Mitochondrial dysfunction has been observed in skeletal muscle of people with diabetes and insulin-resistant individuals. Furthermore, inherited mutations in mitochondrial DNA can cause a rare form of diabetes. However, it is unclear whether mitochondrial dysfunction is a primary cause of the common form of diabetes. To date, common genetic variants robustly associated with type 2 diabetes (T2D) are not known to affect mitochondrial function. One possibility is that multiple mitochondrial genes contain modest genetic effects that collectively influence T2D risk. To test this hypothesis we developed a method named Meta-Analysis Gene-set Enrichment of variaNT Associations (MAGENTA; http://www.broadinstitute.org/mpg/magenta). MAGENTA, in analogy to Gene Set Enrichment Analysis, tests whether sets of functionally related genes are enriched for associations with a polygenic disease or trait. MAGENTA was specifically designed to exploit the statistical power of large genome-wide association (GWA) study meta-analyses whose individual genotypes are not available. This is achieved by combining variant association p-values into gene scores and then correcting for confounders, such as gene size, variant number, and linkage disequilibrium properties. Using simulations, we determined the range of parameters for which MAGENTA can detect associations likely missed by single-marker analysis. We verified MAGENTA's performance on empirical data by identifying known relevant pathways in lipid and lipoprotein GWA meta-analyses. We then tested our mitochondrial hypothesis by applying MAGENTA to three gene sets: nuclear regulators of mitochondrial genes, oxidative phosphorylation genes, and ∼1,000 nuclear-encoded mitochondrial genes. The analysis was performed using the most recent T2D GWA meta-analysis of 47,117 people and meta-analyses of seven diabetes-related glycemic traits (up to 46,186 non-diabetic individuals). This well-powered analysis found no significant enrichment of associations to T2D or any of the glycemic traits in any of the gene sets tested.
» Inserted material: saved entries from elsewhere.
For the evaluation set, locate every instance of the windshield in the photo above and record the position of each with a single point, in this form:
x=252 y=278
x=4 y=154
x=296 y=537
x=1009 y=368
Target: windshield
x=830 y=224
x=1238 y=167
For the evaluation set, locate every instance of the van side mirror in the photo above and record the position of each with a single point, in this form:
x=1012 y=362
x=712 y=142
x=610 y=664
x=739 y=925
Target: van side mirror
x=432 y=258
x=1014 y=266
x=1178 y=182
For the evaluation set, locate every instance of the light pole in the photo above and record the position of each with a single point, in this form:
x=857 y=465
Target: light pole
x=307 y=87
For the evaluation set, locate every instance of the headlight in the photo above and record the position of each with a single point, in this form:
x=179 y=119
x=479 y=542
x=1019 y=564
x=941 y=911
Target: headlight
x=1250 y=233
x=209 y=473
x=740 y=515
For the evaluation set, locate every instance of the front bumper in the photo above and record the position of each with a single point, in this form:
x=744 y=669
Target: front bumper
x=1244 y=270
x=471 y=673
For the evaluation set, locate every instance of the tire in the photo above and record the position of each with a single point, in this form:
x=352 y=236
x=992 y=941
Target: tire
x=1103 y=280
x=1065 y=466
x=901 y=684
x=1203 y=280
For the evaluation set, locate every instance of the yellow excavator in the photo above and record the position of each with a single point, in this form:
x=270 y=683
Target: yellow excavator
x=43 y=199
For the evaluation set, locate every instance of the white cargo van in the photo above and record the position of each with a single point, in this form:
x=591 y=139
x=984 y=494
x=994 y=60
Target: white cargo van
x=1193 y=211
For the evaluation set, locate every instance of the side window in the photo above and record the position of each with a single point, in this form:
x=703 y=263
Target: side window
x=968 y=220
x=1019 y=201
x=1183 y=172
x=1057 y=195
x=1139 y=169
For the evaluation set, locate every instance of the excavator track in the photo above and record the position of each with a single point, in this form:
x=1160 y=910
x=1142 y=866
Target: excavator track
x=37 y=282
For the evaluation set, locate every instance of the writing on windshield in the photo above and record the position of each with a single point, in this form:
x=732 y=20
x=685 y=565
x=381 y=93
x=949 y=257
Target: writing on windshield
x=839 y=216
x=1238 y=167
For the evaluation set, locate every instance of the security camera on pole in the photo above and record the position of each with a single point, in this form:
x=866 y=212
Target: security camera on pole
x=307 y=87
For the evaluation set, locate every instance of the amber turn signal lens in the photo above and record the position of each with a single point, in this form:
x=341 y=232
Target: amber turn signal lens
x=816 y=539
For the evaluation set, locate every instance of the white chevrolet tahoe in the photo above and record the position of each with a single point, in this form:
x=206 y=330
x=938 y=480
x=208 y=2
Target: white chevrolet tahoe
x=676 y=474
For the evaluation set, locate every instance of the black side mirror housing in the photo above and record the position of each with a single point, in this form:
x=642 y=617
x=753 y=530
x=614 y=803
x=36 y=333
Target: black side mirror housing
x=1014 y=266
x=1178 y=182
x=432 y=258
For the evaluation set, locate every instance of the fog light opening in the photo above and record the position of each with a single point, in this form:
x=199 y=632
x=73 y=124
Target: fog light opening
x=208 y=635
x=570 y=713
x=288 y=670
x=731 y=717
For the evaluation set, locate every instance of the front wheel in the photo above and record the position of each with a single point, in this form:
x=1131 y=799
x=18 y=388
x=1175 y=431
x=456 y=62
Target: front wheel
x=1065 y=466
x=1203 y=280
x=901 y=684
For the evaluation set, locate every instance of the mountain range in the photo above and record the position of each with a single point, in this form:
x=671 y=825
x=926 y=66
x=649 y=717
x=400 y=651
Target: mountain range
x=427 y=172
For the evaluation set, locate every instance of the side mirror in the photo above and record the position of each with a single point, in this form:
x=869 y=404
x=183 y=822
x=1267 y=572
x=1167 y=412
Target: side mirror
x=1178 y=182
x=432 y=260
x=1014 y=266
These results suggest that common variants affecting nuclear-encoded mitochondrial genes have at most a small genetic contribution to T2D susceptibility.
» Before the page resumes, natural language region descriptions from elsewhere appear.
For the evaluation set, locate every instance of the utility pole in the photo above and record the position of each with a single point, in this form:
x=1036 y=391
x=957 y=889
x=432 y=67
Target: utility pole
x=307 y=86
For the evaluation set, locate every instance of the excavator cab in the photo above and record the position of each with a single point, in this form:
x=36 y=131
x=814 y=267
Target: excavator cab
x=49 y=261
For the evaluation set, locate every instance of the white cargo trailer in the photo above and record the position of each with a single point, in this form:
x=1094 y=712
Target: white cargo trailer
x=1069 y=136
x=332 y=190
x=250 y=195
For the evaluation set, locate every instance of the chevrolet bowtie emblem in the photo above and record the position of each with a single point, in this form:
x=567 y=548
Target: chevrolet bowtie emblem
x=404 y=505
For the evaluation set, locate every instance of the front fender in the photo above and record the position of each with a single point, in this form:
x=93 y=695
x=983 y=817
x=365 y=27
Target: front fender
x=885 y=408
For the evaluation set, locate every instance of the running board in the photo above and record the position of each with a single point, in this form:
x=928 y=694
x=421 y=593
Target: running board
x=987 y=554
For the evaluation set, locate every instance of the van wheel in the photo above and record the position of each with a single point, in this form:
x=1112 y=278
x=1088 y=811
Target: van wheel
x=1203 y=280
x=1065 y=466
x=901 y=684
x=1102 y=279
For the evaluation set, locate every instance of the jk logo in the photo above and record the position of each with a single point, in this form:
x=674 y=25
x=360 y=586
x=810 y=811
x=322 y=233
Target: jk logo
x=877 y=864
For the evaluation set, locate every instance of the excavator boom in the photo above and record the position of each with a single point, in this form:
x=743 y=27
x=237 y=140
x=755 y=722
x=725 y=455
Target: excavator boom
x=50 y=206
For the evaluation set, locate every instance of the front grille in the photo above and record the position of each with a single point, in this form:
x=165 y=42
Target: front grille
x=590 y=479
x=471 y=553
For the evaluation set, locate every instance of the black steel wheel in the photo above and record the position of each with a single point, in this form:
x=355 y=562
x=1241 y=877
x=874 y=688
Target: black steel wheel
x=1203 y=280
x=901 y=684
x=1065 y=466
Mitochondria play a crucial role in metabolic homeostasis, and alteration of mitochondrial function is a hallmark of diabetes. While mitochondrial activity is reduced in people with diabetes, it is unclear whether mitochondrial dysfunction is a cause or effect of type 2 diabetes. Genome-wide association studies for type 2 diabetes have explained ≈10% of the heritability of the disease, but none of the loci are known to affect mitochondrial activity. It is possible though that a mitochondrial contribution is hidden in the remaining 90%. Hence, we tested the hypothesis that multiple mitochondria-related genes encoded in the nucleus, each having a weak effect (hard to detect individually), can collectively influence type 2 diabetes. To address this, we developed a computational method (MAGENTA) that allowed us to adequately analyze large collective datasets of human genetic variation obtained from collaborative studies of type 2 diabetes and related glycemic traits. Despite the increased sensitivity of MAGENTA compared to single-DNA variant analysis, we found no support for a causal relationship between mitochondrial dysfunction and type 2 diabetes. These results may help steer future efforts in understanding the pathogenesis of the disease. MAGENTA is broadly applicable to testing associations between other biological pathways and common diseases or traits.